Devant le tribunal, mardi dernier, Mme Essome Siliki Pauline, représentante du Minjustice, a battu en brèche les dénonciations proférées par la gardienne de prison. Cette magistrate estime que la démarche de la gardienne de prison est irrecevable, voire dépourvue de fondement, au motif qu’il n’existe pas d’identité d’objet entre le recours gracieux préalable de deux pages déposé à la chancellerie en juillet 2015 par la plaignante et le recours contentieux de cinq pages introduit au Tribunal administratif le 14 octobre 2015. Mme Essome Siliki estime en plus que le recours contentieux laisse apparaître dans ces pages supplémentaires, des nouveaux moyens juridiques non évoqués dans le recours gracieux préalable. Plus loin, Mme Essome soutient que l’administration pénitentiaire est placée sous la tutelle du Minjustice depuis décembre 2005 et que les personnels relevant de ce corps de métier continuaient d’être maintenus en «détachement» au Minatd en dépit du changement de tutelle. «Elle a demandé à rester au Minadt, elle y était toujours en service. Elle est complice de son retard d’avancement. Elle a été sanctionnée au terme d’un processus disciplinaire contradictoire. Qu’elle vous prouve qu’il y a eu excès de pouvoir», a déclaré la dame.

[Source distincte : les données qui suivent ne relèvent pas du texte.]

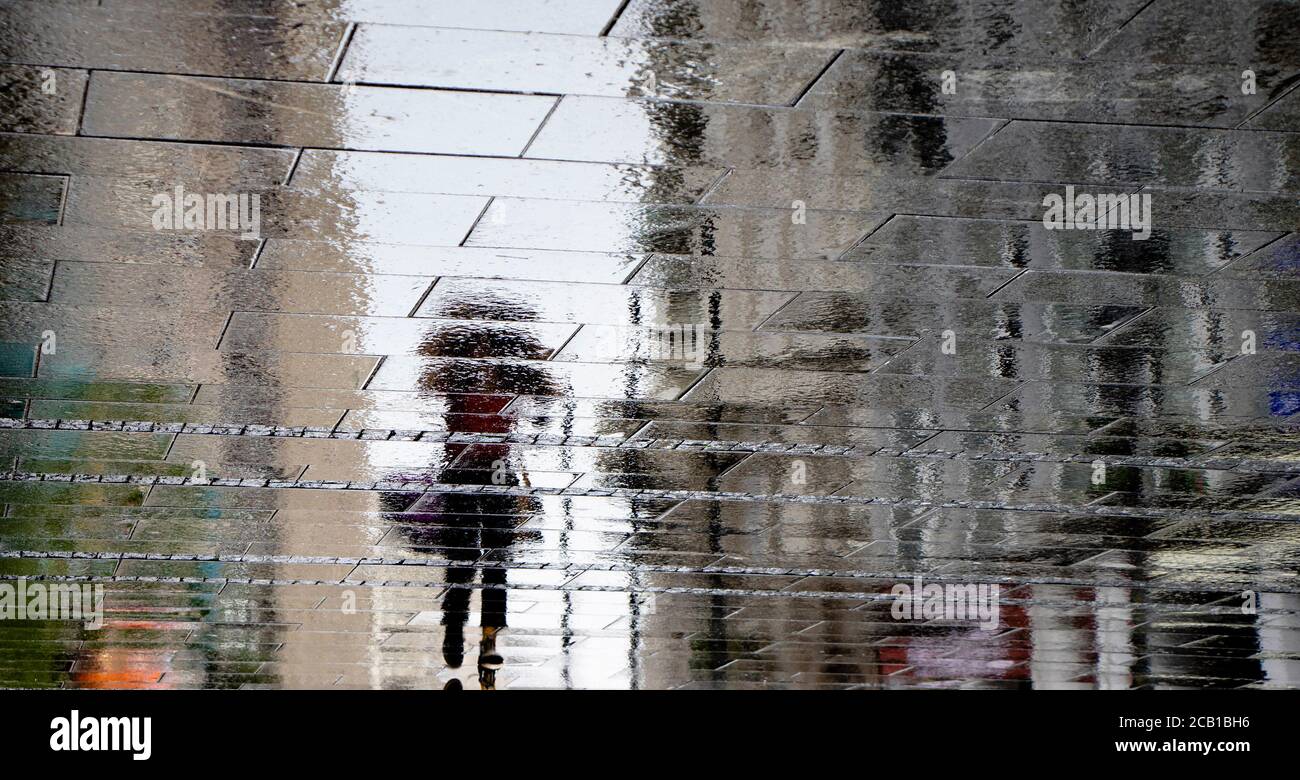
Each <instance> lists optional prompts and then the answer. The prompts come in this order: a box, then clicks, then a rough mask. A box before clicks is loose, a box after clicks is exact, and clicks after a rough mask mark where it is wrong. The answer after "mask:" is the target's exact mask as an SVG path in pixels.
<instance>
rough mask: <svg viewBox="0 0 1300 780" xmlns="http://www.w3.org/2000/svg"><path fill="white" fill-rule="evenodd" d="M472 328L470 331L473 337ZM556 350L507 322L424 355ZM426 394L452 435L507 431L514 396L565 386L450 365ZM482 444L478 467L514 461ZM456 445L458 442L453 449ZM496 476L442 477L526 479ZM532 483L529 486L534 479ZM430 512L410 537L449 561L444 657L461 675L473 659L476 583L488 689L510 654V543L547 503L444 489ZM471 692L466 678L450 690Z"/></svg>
mask: <svg viewBox="0 0 1300 780" xmlns="http://www.w3.org/2000/svg"><path fill="white" fill-rule="evenodd" d="M467 330H468V334H467ZM547 352H549V351H547V348H546V347H545V346H542V344H539V343H537V342H536V341H534V339H533V338H532V337H530V335H529V334H521V333H519V331H517V330H516V329H511V328H510V326H508V325H502V326H499V328H491V329H490V330H484V329H481V328H477V329H473V330H469V329H459V328H458V329H446V330H443V331H439V333H438V334H434V335H432V337H429V338H428V339H425V342H424V343H421V346H420V354H421V355H425V356H429V357H435V356H454V357H480V359H487V357H490V356H493V355H529V356H538V357H541V356H546V355H547ZM420 391H421V393H424V394H437V396H438V398H439V399H442V402H443V403H445V408H446V413H445V421H446V428H447V430H448V433H500V434H508V433H511V429H512V428H513V420H512V419H511V417H507V416H503V415H498V413H495V412H498V411H499V409H500V408H502V407H504V404H506V403H507V402H508V400H510V398H511V396H515V395H525V394H526V395H556V394H558V393H556V387H555V386H554V385H552V383H551V380H550V377H549V376H547V373H546V372H545V370H543V369H541V368H538V367H536V365H530V364H526V363H490V361H486V360H485V361H481V363H478V361H476V363H468V361H451V363H446V364H439V365H435V367H433V365H430V368H426V370H425V372H424V373H422V374H421V377H420ZM468 446H473V447H474V454H476V459H474V460H476V461H478V463H482V461H484V460H482V459H481V458H478V456H485V458H486V461H487V463H495V461H498V460H499V461H502V463H507V461H508V459H510V454H511V445H460V448H461V451H463V450H464V447H468ZM452 447H455V445H452ZM494 471H495V472H497V473H495V478H494V474H493V472H491V471H484V469H468V468H445V469H442V471H441V472H439V473H438V476H437V481H438V482H441V484H451V485H487V484H495V485H519V484H521V481H520V478H519V477H516V474H513V473H510V469H504V472H506V473H502V472H500V471H499V469H494ZM525 481H526V480H525ZM430 498H432V500H429V502H428V503H426V504H425V506H426V510H425V512H428V513H425V512H421V520H420V521H419V523H420V525H419V526H417V528H416V529H415V530H411V532H408V537H409V541H411V543H412V545H415V546H420V547H437V549H438V551H439V552H441V554H443V555H446V556H447V559H448V560H450V562H451V565H448V567H447V576H446V585H447V589H446V591H445V594H443V597H442V628H443V636H442V659H443V663H445V664H446V666H447V668H451V669H459V668H460V667H461V666H463V664H464V660H465V625H467V624H469V616H471V615H469V612H471V599H472V594H473V593H474V590H476V588H474V585H476V580H477V590H478V593H480V604H481V607H480V621H478V625H480V628H481V636H480V641H478V659H477V666H478V684H480V686H481V688H482V689H493V688H495V685H497V671H498V669H499V668H500V667H502V664H503V658H502V655H500V653H499V651H498V649H497V638H498V636H499V634H500V632H502V629H504V628H506V612H507V603H506V598H507V590H506V586H507V584H506V567H504V564H506V555H507V552H508V550H510V549H511V546H512V545H513V543H515V542H516V541H517V539H519V538H520V537H521V536H524V534H525V533H526V532H519V530H516V528H517V526H519V525H520V524H521V523H523V521H524V517H523V516H526V515H530V513H537V512H539V511H541V510H542V504H541V502H539V500H537V499H536V498H530V497H524V495H497V494H471V493H441V494H434V495H432V497H430ZM446 686H447V688H448V689H456V688H460V686H461V682H460V680H459V679H452V680H451V681H450V682H447V685H446Z"/></svg>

À cette audience, le parquet général a décidé de ne pas donner son point de vue sur le litige. Le magistrat intervenant a pris la parole pour indiquer que le ministère public laisse au collège des juges présidé par M. Anaba Mbo Alexandre, le soin de tirer les conséquences de tout ce qui a été soutenu par les acteurs du procès. Au terme des délibérations, le tribunal a sanctionné le Minjustice en prononçant l’annulation de la décision critiquée.